A Chinese-speaking threat group known as CL-STA-1062 has been running a quiet but aggressive campaign against government agencies and critical energy infrastructure across Southeast Asia.
The attackers, active since at least March 2022, spent much of 2025 targeting state-owned enterprises with a toolkit that blends widely available open-source utilities with a newly built, custom backdoor called TinyRCT.
The campaign picked up pace in September 2025, when the group broke into a Southeast Asian government network by deploying web shells and pulling database records off an internal MSSQL server.
From there, they expanded their reach by scanning a nearby government entity in the same country, looking for lateral movement opportunities and ways to deepen their foothold.
By the end of the year, between October and December 2025, the group had likely compromised at least ten separate organizations in the region.
Researchers at Unit 42, Palo Alto Networks’ threat intelligence arm, said in a report shared with Cyber Security News (CSN) that CL-STA-1062 is the same cluster previously tracked by Cisco Talos as UAT-7237, a group that targeted web hosting infrastructure in Taiwan in mid-2025.
The attackers have since shifted focus toward energy and government sectors, pointing to a broader, sustained strategy across the Asia-Pacific region.

What makes this group stand out is how they combine free-to-use tools with their own homegrown malware.
They routinely use SoftEther VPN, Mimikatz, and VNT for tunneling and credential theft, often disguising these tools as legitimate VMware executables or trusted system processes.
The introduction of TinyRCT, a previously undocumented backdoor written in C#, marks a notable escalation in the group’s offensive capabilities and reflects a willingness to build custom tools when needed.
CL-STA-1062 Hackers Use TinyRCT Backdoor
TinyRCT is a lightweight remote access trojan built specifically for Windows systems.
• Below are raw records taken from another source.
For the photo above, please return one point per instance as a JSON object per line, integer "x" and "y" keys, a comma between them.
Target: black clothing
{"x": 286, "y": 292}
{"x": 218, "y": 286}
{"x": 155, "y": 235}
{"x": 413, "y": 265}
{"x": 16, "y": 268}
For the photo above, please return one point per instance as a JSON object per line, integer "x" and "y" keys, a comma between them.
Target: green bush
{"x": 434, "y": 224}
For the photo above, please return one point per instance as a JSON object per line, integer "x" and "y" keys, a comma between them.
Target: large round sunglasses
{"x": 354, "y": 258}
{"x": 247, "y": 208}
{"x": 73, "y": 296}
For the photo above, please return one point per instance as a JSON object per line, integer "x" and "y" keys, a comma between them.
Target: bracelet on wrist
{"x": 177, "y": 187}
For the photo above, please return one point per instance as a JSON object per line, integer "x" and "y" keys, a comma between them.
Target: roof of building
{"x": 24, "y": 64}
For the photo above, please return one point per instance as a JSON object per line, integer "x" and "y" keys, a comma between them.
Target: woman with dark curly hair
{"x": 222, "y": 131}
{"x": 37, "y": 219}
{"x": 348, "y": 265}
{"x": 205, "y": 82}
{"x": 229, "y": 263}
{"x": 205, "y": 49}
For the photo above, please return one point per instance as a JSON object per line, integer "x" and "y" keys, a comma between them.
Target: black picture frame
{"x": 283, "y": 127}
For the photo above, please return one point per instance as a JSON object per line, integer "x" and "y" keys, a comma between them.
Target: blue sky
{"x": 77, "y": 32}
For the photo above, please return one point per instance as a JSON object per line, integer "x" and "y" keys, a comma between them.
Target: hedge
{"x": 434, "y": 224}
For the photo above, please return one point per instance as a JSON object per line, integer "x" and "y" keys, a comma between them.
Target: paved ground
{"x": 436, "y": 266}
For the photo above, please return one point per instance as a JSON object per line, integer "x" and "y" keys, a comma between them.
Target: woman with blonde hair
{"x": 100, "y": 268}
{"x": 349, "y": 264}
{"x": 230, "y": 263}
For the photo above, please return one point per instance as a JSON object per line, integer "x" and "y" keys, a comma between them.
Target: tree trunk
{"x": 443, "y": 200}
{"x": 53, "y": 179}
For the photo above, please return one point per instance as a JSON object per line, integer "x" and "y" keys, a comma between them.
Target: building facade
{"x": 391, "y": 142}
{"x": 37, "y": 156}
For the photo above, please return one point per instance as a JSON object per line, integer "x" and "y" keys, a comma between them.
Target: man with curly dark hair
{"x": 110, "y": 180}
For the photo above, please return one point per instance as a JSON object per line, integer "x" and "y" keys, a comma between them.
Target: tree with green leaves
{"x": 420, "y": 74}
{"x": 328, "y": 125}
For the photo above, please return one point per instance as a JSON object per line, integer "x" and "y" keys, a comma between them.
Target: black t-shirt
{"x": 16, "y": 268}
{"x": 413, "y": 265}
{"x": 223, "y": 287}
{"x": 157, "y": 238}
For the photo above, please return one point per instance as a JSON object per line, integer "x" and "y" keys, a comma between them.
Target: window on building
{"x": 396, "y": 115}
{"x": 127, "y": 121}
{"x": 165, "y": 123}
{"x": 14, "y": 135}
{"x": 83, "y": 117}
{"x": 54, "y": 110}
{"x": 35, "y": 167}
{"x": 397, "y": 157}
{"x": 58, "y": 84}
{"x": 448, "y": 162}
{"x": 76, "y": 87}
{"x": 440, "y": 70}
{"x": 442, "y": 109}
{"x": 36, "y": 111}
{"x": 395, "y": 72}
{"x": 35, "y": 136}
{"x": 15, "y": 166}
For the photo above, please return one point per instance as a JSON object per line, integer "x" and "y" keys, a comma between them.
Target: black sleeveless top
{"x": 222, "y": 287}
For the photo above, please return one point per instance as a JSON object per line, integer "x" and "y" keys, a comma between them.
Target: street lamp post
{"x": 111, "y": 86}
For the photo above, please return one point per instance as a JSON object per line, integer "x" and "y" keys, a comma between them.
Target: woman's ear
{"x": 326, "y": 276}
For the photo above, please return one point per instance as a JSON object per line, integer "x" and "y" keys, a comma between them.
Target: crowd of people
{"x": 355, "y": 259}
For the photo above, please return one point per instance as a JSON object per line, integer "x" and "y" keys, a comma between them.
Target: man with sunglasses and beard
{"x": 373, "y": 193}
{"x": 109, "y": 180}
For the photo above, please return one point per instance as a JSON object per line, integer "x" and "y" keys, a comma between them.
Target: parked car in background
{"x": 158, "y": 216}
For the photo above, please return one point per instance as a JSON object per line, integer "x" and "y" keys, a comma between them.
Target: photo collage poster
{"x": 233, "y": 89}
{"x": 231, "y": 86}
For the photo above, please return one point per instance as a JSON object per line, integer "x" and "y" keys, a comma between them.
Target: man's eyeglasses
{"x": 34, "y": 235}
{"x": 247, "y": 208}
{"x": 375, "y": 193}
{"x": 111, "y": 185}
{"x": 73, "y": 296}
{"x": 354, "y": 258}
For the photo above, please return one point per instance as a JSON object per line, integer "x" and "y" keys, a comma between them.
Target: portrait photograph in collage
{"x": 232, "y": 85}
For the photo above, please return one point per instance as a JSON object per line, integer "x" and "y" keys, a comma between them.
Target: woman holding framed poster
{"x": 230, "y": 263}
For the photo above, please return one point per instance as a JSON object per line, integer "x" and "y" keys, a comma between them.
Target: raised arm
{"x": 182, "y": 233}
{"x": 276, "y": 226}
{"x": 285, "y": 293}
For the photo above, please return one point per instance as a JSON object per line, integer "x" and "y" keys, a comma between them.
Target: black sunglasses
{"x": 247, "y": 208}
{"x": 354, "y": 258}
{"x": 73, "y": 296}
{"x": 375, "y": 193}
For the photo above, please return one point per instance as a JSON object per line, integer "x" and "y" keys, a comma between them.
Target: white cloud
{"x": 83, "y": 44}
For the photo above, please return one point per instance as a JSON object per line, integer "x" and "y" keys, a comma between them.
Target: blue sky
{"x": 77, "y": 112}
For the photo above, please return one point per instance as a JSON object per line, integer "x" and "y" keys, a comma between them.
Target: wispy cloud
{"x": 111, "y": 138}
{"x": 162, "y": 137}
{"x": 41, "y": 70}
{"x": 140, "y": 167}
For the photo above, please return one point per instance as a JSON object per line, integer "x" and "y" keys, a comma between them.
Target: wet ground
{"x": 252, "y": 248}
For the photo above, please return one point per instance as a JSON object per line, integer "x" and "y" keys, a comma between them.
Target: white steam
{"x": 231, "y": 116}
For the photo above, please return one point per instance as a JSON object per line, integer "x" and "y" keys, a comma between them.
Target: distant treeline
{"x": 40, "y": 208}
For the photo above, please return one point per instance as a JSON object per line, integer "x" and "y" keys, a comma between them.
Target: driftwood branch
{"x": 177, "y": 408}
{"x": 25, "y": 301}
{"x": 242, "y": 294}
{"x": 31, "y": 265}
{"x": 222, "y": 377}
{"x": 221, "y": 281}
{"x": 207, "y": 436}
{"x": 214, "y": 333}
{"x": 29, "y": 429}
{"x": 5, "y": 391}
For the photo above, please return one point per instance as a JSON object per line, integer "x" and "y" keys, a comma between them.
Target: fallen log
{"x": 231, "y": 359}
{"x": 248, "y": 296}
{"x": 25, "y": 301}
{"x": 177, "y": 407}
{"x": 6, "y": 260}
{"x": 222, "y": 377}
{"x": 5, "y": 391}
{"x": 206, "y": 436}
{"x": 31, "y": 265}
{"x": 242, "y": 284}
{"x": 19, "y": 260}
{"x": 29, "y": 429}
It arrives on a victim machine through a malicious archive called chrome_setup.zip, which carries a legitimate-looking Chrome installer alongside a hidden, malicious DLL.
When the user runs the installer, a technique called AppDomainManager Injection quietly loads the malicious code inside the trusted process, keeping it largely out of plain sight.
Once the loader runs, it checks whether it is executing from the user’s Downloads folder. If not, it terminates immediately, a deliberate trick to dodge sandbox analysis environments.

If the check passes, it contacts a staging server, drops the TinyRCT payload into the local app data directory as PerfWatson2.exe, and registers a scheduled task to keep the infection alive across system reboots.
After settling in, TinyRCT checks in with its command-and-control server every ten seconds. All traffic is encrypted using AES-128, though the encryption key is hard-coded directly inside the binary.
The backdoor can run shell commands, list and read files, download payloads, capture screenshots, and erase itself using a self-destruct routine that leverages choice.exe to introduce a short delay before removing its own files.
Critical Infrastructure Under Attack
The group’s focus on energy infrastructure makes this campaign especially alarming.
Researchers found that two state-owned energy organizations in the same Southeast Asian country were actively compromised, with attackers scanning for vulnerabilities and downloading malicious payloads onto the infected networks.
Tools were frequently bundled inside password-protected RAR archives to avoid triggering security alerts.
The attackers used traceroute to map lateral movement paths to nearby government systems, and deployed JuicyPotato to escalate privileges once inside a network.
In at least one case, they compressed and exfiltrated an entire directory of web server source code before sending it to attacker-controlled servers.
A comment written in Simplified Chinese found inside TinyRCT’s binary adds to the growing evidence pointing toward Chinese-speaking actors.
Security teams in Southeast Asia, particularly in energy and government sectors, should watch for untrusted binaries running from local app data directories and unfamiliar scheduled tasks mimicking legitimate service names.
Reviewing outbound HTTP traffic for regular beaconing behavior and enforcing strict policies on where executables are permitted to run are among the most practical defensive steps available against a persistent threat like this.